Researchers argue that safety efforts have lagged for inpatient psychiatric care.
Patient safety and quality of care initiatives have spread across the health care system. But similar efforts lag behind in areas where patients may be the most vulnerable—including inpatient psychiatric facilities.
Inpatients in psychiatric facilities receive care for mental health illnesses and yet they find themselves at risk of experiencing physical and psychological harm during their stay due to abuse, inappropriate restraint and seclusion, sexual assault, poor sanitation, and negligence.
In a recent paper, researchers argue that to be safe and effective, psychiatric facilities must adopt “trauma-informed care”—an evidence-based treatment framework that focuses on understanding and addressing the effects of patients’ trauma. Key principles of trauma informed care require that patients feel connected and informed and that staff members promote and protect patients’ autonomy. Importantly, adoption of the treatment framework is associated with a decrease in the use of restraint and seclusion.
Accreditation requirements for inpatient psychiatric facilities should include trauma-informed care measures, suggest Morgan C. Shields and Maureen T. Stewart from Brandeis University and Kathleen R. Delaney from Rush University. They also recommend using payment incentives to encourage patient-centered care, tracking and analyzing critical incidents in inpatient psychiatric facilities, and improving data collection and research on patients’ experiences.
Existing accreditation requirements, they argue, do not adequately support patient safety in inpatient psychiatry because they do not capture the trauma-informed treatment framework. For instance, the Joint Commission, which accredits most inpatient psychiatric facilities, focuses only on processes for restraint and exclusion, suicide screening, and physical environment. Shields and her coauthors did not find any additional language related to trauma-informed care or the need to create an organizational safety culture.
State licensing requirements for inpatient psychiatric facilities are similarly inadequate in promoting patient safety, argue Shields and her coauthors. States generally require psychiatric facilities to report complaints of critical incidents, such as abuse, neglect, and unexpected death. Yet Shields and her colleagues find that states often do not systematically track and report complaints, which limits state-level research on patient safety.
States also vary in how they make critical incident reports and regulatory violations publicly available, write Shields and her coauthors. For example, Massachusetts requires an interested party to fill out a public records request. The state then may provide the requested information as redacted pages rather than in an accessible database.
Data on patient safety in inpatient psychiatric facilities is also sparse, Shields and her coauthors say. They explain that, as a result, there is little empirical evidence on the scope of harm and patient experiences in these settings. The Agency for Healthcare Research and Quality, for example, commonly uses the Hospital Consumer Assessment of Healthcare Providers and Systems database to examine patients’ care experiences, but this database excludes psychiatric patients.
Furthermore, limited data can be gleaned from electronic health records (EHRs). The Centers for Medicare & Medicaid Services (CMS) excluded freestanding psychiatric facilities from its EHR incentives program, which dedicates substantial resources to help certain providers adopt EHR systems. As a result, only 15 percent of freestanding psychiatric facilities used even a basic EHR system in 2015.

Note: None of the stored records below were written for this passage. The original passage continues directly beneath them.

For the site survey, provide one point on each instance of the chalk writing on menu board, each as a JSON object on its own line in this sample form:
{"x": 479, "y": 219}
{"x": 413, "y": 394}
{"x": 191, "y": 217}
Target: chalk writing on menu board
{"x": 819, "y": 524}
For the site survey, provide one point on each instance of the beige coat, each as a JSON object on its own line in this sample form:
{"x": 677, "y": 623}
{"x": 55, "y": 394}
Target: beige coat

To address these shortcomings, Shields and her coauthors offer several recommendations.
First, they suggest that accreditation organizations like the Joint Commission should broaden their standards to include trauma-informed care measures. Doing so would help move psychiatric facilities towards providing safer, evidence-based care.
Second, Shields and her colleagues recommend paying inpatient psychiatric providers based on how well they deliver patient-centered care, a process which would involve collecting data on patients’ satisfaction and experiences. Regulators could capture nuanced aspects of patient safety, such as psychological safety.
Shields and her coauthors note that CMS could require inpatient psychiatry facilities to measure and report patient experience data. They explain that payments incentives could then encourage safer care. The payments could also promote therapeutic staff-patient relationships in inpatient psychiatric facilities.
Third, facilities and researchers should conduct provider-level and system-wide research into the causes of harm in inpatient psychiatry, write Shields and her coauthors. They assert that facilities should conduct internal monitoring of critical incidents and states should track and report them.
Shields and her colleagues also assert a need for national-level monitoring. They suggest that CMS and the Joint Commission could require standardized reporting and receive critical incident data. They argue that greater transparency would also allow regulators to identify facilities that require intervention.
Finally, Shields and her colleagues call for improved research capacity. They argue that national surveys of hospital utilization and patient experiences should include inpatient psychiatric facilities and that CMS should support and encourage these facilities to adopt EHR systems.
These changes would encourage the creation of systemic data on quality, safety, utilization and payment to inpatient psychiatric facilities. Once data become available, Shields and her coauthors assert that research aimed at inpatient psychiatry safety and quality improvement should receive funding.